On Holmes’s side, these consisted of what he mistakenly termed “impositions upon your hospitality” when he required my services as an assistant or a confidant. “You have such a patient ear, my dear fellow,” he would say, a preamble that always brought me pleasure, because it meant that I might again be privileged to share in the danger and excitement of another chase. Thus, the thread of my friendship with the great detective remained intact.

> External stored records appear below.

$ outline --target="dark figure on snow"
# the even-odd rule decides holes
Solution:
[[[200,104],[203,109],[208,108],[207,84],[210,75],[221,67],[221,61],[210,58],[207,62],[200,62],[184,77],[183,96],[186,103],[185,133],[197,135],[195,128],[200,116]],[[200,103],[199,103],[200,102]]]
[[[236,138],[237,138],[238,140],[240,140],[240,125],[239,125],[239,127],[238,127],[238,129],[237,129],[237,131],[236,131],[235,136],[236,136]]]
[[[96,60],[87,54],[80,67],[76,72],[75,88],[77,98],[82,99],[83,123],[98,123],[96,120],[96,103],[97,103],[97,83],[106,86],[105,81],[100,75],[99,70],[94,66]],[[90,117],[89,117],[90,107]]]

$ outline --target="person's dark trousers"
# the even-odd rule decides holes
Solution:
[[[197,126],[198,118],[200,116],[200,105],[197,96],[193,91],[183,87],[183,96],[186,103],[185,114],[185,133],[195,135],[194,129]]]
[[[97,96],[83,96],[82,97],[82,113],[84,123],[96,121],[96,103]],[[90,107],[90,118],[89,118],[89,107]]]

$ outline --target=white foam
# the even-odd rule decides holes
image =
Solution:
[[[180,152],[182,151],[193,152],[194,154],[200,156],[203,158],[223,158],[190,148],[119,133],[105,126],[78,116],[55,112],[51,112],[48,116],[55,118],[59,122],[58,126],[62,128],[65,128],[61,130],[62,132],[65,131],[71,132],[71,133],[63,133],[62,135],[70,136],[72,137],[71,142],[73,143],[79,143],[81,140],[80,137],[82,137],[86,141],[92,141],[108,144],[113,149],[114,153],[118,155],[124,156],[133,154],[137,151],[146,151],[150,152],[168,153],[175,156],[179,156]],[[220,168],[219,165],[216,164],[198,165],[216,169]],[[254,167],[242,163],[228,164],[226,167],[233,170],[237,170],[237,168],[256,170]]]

My wife, the most understanding of women, accepted this situation like Griselda. Those who have been so constant to my inadequate accounts of Mr. Sherlock Holmes’s cases of detection will remember her as Mary Morstan, whom I providentially met while I was involved, with Holmes, in the case I have entitled “The Sign of Four.” As devoted a wife as any man could boast, she had patiently left me to my own devices on too many long evenings whilst I perused my notes on Holmes’s old cases.